Sequel
M
i s a r à s u f f i c i e n t e c h e
i n u n a n g o l o d e l m i o
m o n d o c i s i a t u
Capitolo I
- Gin, sai per caso che succede di sopra? -.
Ginevra Weasley si voltò verso Harry Potter con un'espressione
più che chiara: non aveva idea di cosa stesse succedendo al
piano superiore. Si limitò a guardarlo, senza dargli alcuna
risposta.
- Perché non sali e controlli? -.
- Rischierei di beccarmi in faccia il pezzo di una sedia -.

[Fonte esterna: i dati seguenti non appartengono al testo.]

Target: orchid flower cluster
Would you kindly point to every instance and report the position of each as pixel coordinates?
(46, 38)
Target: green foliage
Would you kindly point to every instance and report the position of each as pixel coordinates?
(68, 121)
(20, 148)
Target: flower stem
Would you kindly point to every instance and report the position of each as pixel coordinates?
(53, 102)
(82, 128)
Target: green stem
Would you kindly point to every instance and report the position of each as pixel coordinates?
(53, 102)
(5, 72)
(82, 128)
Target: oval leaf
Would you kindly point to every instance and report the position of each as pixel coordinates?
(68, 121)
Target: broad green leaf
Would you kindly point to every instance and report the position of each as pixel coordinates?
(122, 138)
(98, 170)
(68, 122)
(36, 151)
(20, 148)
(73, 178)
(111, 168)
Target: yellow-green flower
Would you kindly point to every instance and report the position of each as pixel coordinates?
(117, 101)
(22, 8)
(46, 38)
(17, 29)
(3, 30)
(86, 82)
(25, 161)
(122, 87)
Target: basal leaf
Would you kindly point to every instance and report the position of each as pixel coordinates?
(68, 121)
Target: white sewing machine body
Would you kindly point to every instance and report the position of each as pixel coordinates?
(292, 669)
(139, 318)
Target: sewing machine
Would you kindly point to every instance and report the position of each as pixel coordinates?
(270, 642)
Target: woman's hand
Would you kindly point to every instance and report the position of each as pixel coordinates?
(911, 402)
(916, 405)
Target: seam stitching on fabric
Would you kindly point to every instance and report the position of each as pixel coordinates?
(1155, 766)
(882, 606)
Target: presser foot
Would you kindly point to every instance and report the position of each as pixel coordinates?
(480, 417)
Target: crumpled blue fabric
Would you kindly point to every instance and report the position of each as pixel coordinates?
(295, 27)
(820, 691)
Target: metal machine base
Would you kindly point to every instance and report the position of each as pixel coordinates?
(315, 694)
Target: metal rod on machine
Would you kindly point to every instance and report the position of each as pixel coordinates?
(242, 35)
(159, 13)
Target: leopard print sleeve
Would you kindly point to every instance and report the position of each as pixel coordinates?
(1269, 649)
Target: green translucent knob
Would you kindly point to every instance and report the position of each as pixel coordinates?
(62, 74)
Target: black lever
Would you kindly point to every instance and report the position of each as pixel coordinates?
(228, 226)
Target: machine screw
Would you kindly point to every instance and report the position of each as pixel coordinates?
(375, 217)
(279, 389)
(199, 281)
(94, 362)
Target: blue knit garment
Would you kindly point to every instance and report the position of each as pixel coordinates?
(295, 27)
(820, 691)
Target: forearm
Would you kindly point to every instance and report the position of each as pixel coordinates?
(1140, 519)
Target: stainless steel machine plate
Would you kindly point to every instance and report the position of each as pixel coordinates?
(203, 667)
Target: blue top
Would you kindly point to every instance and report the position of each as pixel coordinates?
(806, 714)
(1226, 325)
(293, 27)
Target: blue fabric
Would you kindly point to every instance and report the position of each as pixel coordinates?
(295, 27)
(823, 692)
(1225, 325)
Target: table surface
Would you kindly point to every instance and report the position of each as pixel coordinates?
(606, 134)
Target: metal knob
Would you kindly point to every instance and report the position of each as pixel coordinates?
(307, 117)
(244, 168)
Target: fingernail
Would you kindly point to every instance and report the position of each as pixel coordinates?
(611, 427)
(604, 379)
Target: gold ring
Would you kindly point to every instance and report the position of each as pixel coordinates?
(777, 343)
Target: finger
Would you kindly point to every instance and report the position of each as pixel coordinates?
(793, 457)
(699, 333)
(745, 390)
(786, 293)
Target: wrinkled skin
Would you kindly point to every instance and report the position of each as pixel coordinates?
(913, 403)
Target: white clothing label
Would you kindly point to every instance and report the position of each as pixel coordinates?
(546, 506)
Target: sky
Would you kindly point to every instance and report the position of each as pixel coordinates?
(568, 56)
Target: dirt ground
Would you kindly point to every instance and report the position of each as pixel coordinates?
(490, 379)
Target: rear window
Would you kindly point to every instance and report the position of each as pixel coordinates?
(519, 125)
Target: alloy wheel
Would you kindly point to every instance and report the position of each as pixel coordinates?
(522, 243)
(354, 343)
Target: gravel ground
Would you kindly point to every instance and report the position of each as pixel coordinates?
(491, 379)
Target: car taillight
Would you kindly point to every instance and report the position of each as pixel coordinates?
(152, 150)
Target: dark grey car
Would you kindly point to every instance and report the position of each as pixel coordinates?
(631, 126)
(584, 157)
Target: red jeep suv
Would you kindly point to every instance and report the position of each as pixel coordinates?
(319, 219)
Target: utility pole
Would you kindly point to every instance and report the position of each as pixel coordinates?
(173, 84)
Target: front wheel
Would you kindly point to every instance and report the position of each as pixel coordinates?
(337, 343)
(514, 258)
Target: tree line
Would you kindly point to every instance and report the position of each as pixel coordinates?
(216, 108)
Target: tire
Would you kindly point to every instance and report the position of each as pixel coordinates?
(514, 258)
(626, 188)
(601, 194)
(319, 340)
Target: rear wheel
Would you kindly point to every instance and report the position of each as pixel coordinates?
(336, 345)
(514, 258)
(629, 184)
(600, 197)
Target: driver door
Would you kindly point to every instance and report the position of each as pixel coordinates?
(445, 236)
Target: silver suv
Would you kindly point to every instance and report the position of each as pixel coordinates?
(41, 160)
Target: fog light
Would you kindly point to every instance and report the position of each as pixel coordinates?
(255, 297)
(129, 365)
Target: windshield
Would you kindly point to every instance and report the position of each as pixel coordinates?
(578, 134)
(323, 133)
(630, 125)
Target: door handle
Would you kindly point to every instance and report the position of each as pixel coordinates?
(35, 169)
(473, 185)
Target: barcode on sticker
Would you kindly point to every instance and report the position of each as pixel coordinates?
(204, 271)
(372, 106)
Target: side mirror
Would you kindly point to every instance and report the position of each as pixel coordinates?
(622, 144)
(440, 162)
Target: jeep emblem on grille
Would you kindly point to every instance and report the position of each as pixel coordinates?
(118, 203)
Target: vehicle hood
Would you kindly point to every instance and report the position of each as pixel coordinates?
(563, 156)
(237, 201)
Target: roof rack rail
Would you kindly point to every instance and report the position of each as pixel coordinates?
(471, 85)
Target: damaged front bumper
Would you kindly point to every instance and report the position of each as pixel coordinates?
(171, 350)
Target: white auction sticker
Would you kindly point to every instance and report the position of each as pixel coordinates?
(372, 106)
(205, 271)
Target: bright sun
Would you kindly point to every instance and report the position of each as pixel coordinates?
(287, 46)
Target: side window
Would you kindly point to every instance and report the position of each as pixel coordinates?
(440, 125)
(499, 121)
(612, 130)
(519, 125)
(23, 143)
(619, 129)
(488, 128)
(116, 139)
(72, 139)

- Magari ha qualche problema. Vai a vedere -. Sbuffando e con una certa
esitazione, Ginny si diresse verso le scale, salendo piano piano quel
tot di gradini che l'avrebbero portata dinanzi la porta della stanza
della sua migliore amica.
Una volta arrivata a destinazione potè sentire il baccano che si sentiva di sotto doppiamente amplificato.
Bussò, sicura che non avrebbe ricevuto alcuna risposta.
Bussò una seconda volta, più forte rispetto a prima.
- Chi è? -. Le arrivò una voce ovattata dall'interno, alla quale si affrettò a rispondere.
- Herm, sono io. Ginny. Posso entrare? -.
Tre, due, uno... la porta davanti a lei si spalancò e, da quella
che non sembrava più affatto una stanza,
uscì Hermione Granger, studentessa modello, la strega
più brillante della sua età e Caposcuola di Grifondoro,
socchiudendosi la porta alle spalle.
- Che stai combinando là dentro, Hermione? Sembra che ci sia la Seconda Guerra magica, in camera tua! -.
- Pulizie -.
Ginny la guardò tra l'incredula e il divertita. - Pulizie? -.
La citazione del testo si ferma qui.